Proven ability to identify vulnerabilities in software, demonstrated through CVEs, bug bounty, blog posts, or prior work experience.
Strong written and verbal communication skills, particularly in partnering with engineering teams.
Comfortable reading and writing code, and able to effectively leverage AI during the process.

Nice To Haves

Experience in the authentication and identity domain.
Experience writing production level code, especially developing security features.

Responsibilities

Lead secure design efforts. Partner with engineering teams on secure design and code reviews. Identify and prioritize risks early in the product lifecycle.
Build secure by default systems. Develop paved paths that systemically reduce risk and make secure development the easiest path for engineers.
Perform offensive security testing. Conduct penetration tests and code audits on new and existing products from an adversarial lens.
Improve our security tooling.
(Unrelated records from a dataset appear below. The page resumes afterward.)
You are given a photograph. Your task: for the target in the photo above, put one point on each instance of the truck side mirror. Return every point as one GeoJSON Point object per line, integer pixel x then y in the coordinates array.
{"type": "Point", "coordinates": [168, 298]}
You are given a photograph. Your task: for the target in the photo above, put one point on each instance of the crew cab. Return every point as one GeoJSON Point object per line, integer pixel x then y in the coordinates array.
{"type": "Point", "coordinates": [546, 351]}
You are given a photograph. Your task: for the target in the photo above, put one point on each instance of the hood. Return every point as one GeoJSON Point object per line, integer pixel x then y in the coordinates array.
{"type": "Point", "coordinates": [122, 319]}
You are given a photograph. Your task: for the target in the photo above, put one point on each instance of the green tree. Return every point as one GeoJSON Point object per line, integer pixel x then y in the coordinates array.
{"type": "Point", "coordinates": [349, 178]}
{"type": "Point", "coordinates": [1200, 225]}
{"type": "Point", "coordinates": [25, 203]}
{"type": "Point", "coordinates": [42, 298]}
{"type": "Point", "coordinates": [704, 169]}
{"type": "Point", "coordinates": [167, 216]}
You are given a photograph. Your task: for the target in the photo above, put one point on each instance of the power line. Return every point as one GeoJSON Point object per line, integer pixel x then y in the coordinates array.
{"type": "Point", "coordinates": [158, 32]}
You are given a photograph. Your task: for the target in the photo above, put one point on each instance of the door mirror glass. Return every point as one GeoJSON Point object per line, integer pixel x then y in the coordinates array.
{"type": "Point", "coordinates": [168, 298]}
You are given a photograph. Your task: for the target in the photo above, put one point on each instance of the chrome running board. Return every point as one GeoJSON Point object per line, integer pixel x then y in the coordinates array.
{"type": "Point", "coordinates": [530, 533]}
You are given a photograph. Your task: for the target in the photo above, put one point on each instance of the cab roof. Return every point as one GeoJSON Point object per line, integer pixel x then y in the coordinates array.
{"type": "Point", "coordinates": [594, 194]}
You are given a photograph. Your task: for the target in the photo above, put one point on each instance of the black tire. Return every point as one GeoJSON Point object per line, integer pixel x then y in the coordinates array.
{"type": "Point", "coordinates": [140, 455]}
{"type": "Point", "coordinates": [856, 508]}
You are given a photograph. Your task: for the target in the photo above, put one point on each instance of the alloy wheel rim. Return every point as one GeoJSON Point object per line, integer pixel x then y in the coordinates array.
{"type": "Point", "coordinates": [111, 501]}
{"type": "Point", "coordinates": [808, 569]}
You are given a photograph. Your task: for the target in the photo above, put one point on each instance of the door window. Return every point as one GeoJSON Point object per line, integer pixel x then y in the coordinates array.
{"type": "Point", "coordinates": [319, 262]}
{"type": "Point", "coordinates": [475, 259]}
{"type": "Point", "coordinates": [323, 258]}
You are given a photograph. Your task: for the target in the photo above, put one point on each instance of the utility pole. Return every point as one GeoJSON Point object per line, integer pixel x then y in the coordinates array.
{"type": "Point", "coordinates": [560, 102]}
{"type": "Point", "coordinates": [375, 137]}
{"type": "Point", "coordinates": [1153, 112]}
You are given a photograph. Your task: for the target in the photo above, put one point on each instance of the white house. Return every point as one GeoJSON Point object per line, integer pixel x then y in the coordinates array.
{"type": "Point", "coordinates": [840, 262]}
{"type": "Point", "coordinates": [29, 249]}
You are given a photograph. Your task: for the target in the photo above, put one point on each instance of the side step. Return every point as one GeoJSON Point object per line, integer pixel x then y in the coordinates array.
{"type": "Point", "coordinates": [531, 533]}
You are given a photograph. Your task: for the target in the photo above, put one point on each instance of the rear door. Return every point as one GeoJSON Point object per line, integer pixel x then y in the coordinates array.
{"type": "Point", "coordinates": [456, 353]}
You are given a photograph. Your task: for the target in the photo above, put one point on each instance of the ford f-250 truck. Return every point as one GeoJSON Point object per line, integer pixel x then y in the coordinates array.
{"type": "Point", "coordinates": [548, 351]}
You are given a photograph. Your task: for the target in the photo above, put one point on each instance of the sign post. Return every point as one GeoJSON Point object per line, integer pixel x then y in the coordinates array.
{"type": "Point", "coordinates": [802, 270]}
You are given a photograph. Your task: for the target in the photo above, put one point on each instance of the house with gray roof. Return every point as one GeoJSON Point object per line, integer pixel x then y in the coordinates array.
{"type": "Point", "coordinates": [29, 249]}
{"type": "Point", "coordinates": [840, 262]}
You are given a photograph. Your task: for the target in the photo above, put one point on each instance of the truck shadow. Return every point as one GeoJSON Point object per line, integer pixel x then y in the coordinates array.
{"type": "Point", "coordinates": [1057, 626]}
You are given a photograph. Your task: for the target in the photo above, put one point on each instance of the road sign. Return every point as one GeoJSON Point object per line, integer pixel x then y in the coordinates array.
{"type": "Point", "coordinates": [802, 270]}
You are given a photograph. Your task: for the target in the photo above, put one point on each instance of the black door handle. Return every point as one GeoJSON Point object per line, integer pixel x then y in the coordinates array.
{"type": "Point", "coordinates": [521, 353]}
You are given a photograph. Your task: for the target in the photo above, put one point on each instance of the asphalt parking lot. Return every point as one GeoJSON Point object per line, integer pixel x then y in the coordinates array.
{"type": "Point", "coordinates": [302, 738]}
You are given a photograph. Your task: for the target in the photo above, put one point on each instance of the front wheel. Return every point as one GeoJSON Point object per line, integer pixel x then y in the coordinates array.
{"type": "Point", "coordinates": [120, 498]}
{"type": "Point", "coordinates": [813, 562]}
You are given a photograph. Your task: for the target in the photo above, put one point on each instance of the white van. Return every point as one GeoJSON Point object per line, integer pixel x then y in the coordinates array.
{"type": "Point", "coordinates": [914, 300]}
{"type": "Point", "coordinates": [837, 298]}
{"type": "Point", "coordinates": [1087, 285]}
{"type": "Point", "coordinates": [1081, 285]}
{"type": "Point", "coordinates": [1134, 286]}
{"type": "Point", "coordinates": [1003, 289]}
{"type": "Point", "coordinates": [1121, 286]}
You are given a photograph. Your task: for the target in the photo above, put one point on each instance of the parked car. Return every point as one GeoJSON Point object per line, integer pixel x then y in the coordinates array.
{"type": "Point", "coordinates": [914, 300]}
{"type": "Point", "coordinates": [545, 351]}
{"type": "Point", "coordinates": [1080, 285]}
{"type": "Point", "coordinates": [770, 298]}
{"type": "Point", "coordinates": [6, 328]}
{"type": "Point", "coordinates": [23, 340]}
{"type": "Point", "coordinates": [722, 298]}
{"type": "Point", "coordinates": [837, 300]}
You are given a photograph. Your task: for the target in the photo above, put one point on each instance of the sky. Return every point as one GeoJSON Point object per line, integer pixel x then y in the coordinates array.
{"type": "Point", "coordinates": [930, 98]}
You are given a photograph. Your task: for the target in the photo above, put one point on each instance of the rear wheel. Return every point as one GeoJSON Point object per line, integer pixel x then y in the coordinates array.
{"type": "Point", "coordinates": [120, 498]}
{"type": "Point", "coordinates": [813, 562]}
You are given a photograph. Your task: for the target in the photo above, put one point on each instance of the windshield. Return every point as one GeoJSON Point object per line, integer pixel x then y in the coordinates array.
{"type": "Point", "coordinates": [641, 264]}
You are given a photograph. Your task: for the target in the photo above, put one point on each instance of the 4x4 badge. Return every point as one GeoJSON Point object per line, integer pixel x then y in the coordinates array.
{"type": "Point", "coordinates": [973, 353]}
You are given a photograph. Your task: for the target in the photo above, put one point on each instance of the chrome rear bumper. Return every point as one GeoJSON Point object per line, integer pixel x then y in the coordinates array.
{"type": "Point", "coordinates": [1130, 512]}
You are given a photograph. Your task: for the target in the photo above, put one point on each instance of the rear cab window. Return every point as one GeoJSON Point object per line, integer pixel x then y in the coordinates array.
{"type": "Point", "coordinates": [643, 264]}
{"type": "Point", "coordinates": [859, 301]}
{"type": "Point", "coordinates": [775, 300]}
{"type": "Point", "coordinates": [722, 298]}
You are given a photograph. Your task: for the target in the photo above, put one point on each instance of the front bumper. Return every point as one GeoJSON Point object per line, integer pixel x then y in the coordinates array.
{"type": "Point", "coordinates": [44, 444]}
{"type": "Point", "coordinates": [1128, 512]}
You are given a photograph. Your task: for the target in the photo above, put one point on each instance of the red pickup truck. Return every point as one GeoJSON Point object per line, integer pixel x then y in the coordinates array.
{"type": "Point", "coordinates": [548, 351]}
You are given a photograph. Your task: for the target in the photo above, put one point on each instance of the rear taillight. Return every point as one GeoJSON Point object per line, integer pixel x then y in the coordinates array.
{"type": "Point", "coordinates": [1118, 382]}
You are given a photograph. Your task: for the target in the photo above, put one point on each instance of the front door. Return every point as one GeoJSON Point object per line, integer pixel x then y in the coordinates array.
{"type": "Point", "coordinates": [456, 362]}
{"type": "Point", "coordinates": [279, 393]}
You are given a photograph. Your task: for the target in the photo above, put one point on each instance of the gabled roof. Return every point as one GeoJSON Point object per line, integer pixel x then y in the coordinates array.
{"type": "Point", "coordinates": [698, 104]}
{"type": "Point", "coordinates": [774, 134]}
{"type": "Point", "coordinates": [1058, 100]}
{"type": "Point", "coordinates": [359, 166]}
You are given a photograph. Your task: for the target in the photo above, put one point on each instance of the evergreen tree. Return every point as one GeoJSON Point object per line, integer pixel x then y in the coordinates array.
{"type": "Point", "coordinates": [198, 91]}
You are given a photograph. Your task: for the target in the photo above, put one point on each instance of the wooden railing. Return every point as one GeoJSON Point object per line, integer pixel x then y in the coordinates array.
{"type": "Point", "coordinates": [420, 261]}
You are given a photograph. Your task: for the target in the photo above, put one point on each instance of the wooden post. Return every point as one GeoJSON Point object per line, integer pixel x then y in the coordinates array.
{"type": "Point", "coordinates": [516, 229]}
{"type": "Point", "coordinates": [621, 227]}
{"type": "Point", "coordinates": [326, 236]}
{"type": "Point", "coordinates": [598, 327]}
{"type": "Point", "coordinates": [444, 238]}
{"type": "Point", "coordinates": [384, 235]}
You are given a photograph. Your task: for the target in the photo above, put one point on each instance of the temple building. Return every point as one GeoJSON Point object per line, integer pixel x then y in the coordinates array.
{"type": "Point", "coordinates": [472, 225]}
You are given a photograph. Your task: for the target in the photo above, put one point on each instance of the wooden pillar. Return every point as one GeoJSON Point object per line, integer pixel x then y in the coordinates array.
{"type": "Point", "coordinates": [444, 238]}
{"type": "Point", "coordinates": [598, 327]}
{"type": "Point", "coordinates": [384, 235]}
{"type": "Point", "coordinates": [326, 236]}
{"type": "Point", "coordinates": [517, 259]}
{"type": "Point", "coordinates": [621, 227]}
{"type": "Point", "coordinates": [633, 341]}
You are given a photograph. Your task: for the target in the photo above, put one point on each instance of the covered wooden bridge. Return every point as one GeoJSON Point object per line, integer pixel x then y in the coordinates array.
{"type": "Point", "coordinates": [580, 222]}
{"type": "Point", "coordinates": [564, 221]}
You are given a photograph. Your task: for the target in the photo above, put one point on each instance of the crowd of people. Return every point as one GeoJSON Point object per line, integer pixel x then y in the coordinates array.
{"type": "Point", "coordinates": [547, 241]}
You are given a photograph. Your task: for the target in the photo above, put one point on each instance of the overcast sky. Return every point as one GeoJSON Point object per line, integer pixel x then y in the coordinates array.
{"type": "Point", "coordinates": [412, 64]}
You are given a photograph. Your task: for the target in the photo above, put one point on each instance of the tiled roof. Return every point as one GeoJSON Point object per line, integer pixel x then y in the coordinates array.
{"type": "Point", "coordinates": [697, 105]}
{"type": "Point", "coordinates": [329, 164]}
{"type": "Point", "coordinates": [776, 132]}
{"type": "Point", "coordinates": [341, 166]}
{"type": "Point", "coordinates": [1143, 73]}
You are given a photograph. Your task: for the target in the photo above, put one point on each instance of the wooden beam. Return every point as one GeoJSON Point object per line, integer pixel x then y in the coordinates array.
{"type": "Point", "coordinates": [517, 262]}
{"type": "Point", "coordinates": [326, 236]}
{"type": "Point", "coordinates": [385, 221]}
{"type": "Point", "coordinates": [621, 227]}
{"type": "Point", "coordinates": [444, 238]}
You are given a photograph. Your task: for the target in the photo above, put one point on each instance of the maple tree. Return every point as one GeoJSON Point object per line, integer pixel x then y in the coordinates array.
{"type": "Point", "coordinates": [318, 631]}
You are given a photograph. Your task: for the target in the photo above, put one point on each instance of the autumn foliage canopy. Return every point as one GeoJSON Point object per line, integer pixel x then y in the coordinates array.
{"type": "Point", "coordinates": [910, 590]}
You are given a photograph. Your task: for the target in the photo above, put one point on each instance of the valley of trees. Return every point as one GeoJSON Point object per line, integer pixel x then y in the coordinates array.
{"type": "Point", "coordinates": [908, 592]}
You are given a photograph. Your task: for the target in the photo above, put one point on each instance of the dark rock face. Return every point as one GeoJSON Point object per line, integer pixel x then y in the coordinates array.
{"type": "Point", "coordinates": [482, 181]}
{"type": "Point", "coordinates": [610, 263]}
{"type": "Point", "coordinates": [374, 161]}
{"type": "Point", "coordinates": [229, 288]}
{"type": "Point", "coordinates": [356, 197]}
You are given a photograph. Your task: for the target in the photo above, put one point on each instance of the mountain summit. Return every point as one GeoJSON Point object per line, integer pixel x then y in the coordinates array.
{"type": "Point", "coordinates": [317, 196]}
Integrate and improve our static analysis, supply chain security, and vulnerability management capabilities across engineering pipelines.
Operate our responsible disclosure program. Run and improve our program by furthering automation, validating submissions, and coordinating remediation.
Improve our products. Write and ship code to remediate vulnerabilities in production systems and improve the security posture of WorkOS products.
Work directly with customers. Help build our customers' trust by directly engaging with their security-related questions and concerns.